犬、(たぞき君)ダチオに家に行ったことがありますよ。わたしは金で雇われたんじゃないですよ。絶対にね。
猫、(弁護人)余計なことは言うな。指一本を見せる。(これこれっ)
犬、(たぞき君)不可解な顔をして、弁護人に指を三本出す。三度ほど、それをする。
猫(弁護人)、首を横にふり、指一本を強調する。
犬、(たぞき君)もう一度、指を三本出す。
猫(弁護人)、首をふって、一本出す。
犬、(たぞき君)、納得しない顔をして、首をふって、弁護人の様子を見る。本当のこと。言うよ。言うよって顔をする。
猫、弁護人は指を一本で変えない。
犬、(たぞき君)、交渉決裂。実は、ダチオは、卑怯なやつでね。
猫(弁護人)、意義あり。その質問は事件と関係ありません。
犬、(たぞき君)、何の答えてませんよ。いつもテント隠れて、陰湿に無線機で電波飛ばしてましたよ。彼は陰険なやつです。俺は見ました。彼は、無線機を取りだして、俺には歩く蟻の音も聞こえるんだとくだらない自慢をしてました。
犬、たぞき君ありがとう。これから判決を言い渡す。
猫(弁護人は頭を抑える。)あーとうとうマイクの裁きだ。しかし、どうしてこんな裁判に10年もかかったんだ?

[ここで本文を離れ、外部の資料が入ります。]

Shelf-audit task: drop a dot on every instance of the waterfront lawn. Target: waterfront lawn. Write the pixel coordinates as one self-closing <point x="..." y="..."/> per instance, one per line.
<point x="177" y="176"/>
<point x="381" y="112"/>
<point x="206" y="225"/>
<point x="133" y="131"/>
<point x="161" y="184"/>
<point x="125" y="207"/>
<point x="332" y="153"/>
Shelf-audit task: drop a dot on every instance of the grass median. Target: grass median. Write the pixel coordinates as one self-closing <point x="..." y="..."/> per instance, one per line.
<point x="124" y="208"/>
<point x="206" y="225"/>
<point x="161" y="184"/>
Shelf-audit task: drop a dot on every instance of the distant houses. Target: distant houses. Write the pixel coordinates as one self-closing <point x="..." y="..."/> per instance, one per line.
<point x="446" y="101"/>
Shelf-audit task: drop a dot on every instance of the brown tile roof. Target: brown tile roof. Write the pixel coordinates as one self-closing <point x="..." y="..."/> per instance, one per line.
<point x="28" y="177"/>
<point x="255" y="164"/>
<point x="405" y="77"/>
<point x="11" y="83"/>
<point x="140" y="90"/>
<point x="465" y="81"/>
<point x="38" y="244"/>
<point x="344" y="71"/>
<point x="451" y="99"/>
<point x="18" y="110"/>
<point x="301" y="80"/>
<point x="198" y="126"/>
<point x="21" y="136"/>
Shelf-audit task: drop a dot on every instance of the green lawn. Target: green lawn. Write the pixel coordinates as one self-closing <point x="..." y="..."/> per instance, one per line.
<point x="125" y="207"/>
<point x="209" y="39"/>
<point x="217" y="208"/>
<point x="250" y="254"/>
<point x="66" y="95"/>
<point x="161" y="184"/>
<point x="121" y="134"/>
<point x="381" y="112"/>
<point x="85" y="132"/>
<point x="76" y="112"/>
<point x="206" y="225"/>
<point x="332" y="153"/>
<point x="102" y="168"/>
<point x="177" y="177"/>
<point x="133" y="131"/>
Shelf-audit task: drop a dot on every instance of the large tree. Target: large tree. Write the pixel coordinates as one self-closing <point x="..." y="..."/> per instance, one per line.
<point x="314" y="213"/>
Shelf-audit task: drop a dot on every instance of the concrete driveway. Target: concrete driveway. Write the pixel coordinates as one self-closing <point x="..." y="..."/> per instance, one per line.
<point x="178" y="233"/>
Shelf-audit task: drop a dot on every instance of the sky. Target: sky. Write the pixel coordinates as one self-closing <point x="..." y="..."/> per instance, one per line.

犬、マイクです。93年に最初告訴した時、電波が検出されなくて、状況証拠だけだったのです。
猫、証拠もないのに告訴したのですか?
犬、だから、証拠が不十分なので、判決を遅らせました。ですが、それが正解でした。犯人はばれていないと調子に乗って、どんどん犯罪の手を広げました。そのせいで、ぼろが出たのです。名づけて、逃走して、ストーカー呼び込み作戦。
猫、どんな証拠が出たのですか?
犬、2002年にようやく、ストーカーの証拠、盗聴サイトの存在が明らかになりました。それで犯人がすべてわかりました。が、盗聴で得た情報だから裁判の証拠にはなりません。
猫、どうしたのですか?
犬、1年待ちました。すると、電波検出法がわかり、さらに証言者もみつかりました。
猫、だから遅らせたのですか?
犬、私にはすべて見通し。初めからの計画です。
猫、世間は被害者Aが不利だと言ってましたが。
犬、それもまたおおいなる計画です。真実は世間の嘲笑で貶めることはできず、必ず最後には勝つ。それを示す演出です。
猫、10年前にわかってたのですか?
犬、もちろん。
猫、六年前の事件なのに、10年前からわかっていたのですか?
犬、すべては、私の手帳に書いてありました。
猫、すご。
犬、では判決を言い渡します。ダチオは、被害者Aに電波を6年間も浴びせ、傷害罪とストーカー規制法違反、電波法違反で、合計で、懲役3年。そして無線機永久剥奪と、2度とAに対して三百メートル以内に近寄ってはならない刑を言い渡す。ひったてえーい。ってな具合でね、とうとうだちおは暗黒のムショの世界に落ちたのさ。
犬、猫、ありがとうございました。